The level of anxiety I feel about my work at Princeton is insane and probably extremely unhealthy, despite me taking countermeasures like taking regular walks and making task lists. When I’m in an anxious time (midterms, weeks where I have a lot due—usually right before breaks) it’s difficult for me to sleep well, which is rarely a problem for me at other times. I can’t fall asleep because I’m thinking and maybe feeling guilty about all the work that I need to do/could be doing, and my sleep is restless because I wake up periodically in the night because (I think) my subconscious knows I have a lot of work to get done. I feel like I need to be a machine that just cranks out work. When I’m hanging out with people or doing anything other than work, I’m constantly aware of the trade off I’m making. Everything “extraneous” (including self-care) feels like a luxury that I will probably end up feeling guilty about. Even this morning when I submitted an assignment, I barely felt relief because I have a problem set I need to submit tonight, and even after that, I think it’ll take a few days before I can get out of this mental state and stop worrying about the 4 final papers (and project) I have due after break. There are things that I like about having final papers/exams after winter break, but that doesn’t undermine the very real emotional burden that results from it!
It’s a bit difficult to communicate this, since it’s not entirely logical, but one difficult thing is the awareness that it’s not entirely the “system” that’s creating the factors that make me feel so anxious, it’s also just me. For instance, if I “chose” not to have an existential crisis/emotional breakdown two weeks ago I wouldn’t have gotten behind on my work. Or if I just prioritized work more or less (either one works) then I would either have finished everything already or just give fewer shits about quality/deadlines.

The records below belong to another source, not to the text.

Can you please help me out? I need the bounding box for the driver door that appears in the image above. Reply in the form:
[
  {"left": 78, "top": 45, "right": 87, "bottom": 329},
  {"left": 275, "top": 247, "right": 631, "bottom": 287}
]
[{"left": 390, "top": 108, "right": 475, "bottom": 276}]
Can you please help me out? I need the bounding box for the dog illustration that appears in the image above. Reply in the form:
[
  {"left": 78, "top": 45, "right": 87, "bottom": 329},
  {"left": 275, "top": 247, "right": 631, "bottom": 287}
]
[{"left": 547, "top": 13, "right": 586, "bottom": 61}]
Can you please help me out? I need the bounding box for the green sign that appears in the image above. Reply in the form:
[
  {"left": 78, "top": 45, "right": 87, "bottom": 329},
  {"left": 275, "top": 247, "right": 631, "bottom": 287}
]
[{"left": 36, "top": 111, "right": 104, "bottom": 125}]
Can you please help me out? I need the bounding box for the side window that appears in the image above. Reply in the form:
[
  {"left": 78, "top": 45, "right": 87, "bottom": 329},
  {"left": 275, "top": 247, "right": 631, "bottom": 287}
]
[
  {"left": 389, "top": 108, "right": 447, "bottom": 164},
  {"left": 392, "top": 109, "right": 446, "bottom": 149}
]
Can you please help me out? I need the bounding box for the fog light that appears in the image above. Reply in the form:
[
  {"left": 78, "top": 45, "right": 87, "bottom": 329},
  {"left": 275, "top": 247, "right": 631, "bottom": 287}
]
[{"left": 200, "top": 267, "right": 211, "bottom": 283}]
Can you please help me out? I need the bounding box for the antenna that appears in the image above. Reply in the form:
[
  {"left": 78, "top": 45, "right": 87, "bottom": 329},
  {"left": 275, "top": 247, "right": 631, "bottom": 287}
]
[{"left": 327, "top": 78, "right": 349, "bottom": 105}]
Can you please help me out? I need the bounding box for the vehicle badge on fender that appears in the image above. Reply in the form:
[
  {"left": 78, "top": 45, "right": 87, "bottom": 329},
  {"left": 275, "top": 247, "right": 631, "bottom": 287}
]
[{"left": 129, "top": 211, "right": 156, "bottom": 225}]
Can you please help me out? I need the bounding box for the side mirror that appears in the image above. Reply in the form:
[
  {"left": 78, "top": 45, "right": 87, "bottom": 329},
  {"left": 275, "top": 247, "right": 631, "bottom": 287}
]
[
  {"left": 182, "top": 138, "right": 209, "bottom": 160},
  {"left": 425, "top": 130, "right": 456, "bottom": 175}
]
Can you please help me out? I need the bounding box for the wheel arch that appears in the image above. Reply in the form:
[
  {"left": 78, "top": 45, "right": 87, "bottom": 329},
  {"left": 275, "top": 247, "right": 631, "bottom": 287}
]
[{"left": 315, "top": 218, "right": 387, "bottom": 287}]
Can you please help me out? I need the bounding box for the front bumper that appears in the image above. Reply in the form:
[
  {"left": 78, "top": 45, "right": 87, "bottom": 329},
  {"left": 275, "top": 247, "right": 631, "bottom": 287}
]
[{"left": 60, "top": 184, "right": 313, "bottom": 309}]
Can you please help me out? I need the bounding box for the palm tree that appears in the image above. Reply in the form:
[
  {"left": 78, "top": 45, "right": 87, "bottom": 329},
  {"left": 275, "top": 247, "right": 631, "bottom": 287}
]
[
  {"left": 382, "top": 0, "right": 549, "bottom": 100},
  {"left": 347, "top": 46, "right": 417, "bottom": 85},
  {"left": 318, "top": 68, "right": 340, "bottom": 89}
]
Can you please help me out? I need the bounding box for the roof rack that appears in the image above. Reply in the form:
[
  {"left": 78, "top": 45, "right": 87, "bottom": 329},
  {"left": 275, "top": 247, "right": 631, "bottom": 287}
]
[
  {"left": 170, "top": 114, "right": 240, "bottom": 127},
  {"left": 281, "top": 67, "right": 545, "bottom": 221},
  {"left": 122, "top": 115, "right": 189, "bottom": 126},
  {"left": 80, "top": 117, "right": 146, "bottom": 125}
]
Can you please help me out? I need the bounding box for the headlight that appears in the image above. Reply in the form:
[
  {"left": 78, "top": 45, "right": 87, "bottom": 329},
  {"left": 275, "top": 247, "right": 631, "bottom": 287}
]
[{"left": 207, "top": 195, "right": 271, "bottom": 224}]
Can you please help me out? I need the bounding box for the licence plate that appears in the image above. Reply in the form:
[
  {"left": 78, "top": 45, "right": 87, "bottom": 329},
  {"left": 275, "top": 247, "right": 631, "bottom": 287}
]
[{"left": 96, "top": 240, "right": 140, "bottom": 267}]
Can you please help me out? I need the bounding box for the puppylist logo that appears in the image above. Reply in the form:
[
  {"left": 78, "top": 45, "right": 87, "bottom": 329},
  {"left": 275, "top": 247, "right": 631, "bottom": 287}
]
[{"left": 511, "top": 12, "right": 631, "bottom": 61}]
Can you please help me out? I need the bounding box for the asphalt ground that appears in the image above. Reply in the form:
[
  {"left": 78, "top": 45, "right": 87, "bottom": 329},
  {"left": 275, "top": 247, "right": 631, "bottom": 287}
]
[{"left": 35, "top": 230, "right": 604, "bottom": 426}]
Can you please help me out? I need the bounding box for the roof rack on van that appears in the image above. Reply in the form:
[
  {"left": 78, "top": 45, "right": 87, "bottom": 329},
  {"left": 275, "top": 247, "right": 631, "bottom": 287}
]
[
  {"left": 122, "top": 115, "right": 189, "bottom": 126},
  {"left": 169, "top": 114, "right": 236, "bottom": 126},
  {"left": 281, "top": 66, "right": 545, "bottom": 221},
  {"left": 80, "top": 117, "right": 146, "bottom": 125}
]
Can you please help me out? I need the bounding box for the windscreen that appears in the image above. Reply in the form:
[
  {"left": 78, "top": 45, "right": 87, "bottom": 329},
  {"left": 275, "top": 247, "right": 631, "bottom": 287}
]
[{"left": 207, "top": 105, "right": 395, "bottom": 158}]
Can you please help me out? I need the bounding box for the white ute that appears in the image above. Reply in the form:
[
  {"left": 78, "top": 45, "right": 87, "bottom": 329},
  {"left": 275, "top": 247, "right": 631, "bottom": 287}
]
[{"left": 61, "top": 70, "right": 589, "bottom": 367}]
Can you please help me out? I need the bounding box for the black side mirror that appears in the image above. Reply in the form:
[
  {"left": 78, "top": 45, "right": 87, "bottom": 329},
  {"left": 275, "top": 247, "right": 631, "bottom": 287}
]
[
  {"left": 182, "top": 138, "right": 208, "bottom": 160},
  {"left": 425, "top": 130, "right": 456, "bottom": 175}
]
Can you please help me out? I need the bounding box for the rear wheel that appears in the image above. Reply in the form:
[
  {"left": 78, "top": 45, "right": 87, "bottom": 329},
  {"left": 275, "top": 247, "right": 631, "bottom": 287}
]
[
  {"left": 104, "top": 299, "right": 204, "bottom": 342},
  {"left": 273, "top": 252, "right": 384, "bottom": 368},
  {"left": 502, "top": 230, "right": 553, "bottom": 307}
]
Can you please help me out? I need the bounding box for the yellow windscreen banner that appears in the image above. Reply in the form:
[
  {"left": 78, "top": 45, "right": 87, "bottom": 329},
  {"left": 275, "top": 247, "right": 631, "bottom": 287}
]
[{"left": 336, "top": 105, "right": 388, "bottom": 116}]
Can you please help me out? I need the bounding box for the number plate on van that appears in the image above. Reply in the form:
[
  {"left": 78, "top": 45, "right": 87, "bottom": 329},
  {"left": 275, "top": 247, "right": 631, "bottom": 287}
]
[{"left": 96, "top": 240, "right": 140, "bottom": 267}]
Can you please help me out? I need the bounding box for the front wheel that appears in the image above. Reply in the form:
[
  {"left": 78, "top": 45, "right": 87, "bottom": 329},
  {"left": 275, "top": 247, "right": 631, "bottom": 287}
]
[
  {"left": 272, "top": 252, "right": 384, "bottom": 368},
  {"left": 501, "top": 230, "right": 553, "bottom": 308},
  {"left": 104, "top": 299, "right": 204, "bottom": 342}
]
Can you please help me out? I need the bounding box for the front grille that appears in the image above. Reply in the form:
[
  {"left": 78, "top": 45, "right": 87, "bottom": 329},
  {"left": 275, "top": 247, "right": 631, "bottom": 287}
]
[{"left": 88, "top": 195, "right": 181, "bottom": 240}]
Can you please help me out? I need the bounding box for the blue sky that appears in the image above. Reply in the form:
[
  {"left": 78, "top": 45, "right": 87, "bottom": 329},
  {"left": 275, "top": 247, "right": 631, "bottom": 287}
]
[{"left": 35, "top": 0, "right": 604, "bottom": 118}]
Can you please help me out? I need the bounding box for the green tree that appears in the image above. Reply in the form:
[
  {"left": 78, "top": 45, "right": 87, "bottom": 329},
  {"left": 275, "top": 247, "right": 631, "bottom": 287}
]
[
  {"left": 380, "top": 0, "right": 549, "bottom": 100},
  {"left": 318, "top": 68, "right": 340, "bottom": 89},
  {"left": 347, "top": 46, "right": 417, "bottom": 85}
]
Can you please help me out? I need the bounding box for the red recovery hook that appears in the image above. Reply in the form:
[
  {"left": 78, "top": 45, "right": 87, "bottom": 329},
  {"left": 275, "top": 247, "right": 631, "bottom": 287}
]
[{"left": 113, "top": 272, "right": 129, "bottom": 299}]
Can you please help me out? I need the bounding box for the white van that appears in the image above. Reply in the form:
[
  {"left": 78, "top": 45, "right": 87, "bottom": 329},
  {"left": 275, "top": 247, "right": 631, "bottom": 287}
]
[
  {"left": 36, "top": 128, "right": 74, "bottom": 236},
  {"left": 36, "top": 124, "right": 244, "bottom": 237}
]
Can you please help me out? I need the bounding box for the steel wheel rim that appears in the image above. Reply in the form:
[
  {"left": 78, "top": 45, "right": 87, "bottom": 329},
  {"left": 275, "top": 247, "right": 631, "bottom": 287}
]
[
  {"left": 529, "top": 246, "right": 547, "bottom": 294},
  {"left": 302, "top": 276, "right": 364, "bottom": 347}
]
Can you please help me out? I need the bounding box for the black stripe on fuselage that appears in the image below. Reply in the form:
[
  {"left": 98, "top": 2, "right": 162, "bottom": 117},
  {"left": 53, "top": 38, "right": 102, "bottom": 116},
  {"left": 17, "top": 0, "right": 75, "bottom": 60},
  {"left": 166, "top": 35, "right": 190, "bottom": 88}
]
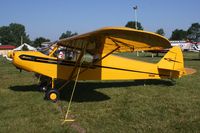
[{"left": 19, "top": 54, "right": 170, "bottom": 77}]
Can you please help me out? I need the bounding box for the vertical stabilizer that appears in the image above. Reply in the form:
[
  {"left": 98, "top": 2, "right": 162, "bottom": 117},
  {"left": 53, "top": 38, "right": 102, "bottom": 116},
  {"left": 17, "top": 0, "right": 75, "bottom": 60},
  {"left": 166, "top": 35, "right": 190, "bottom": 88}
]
[{"left": 158, "top": 47, "right": 185, "bottom": 78}]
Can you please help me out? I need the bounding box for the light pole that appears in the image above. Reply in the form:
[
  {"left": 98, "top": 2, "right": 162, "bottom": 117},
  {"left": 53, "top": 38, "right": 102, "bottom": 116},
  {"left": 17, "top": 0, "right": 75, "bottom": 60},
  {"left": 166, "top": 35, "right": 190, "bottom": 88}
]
[{"left": 133, "top": 5, "right": 138, "bottom": 30}]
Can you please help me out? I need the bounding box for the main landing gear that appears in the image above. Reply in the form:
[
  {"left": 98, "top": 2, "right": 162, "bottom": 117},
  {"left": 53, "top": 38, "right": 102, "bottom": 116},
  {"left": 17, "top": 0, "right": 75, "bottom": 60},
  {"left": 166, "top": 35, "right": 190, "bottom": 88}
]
[
  {"left": 39, "top": 79, "right": 60, "bottom": 102},
  {"left": 45, "top": 89, "right": 59, "bottom": 102}
]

I think the worst part of my anxiety is that it makes it difficult for me to feel anything else or even be present for extended periods of time. I predict that after I graduate, a majority of the most stressful moments in my life will be past me. I’m grateful in a way, though, to have had these experiences, since it gives me perspective in and on the other times. And of course I’m proud to be able to do everything that I’m able to do.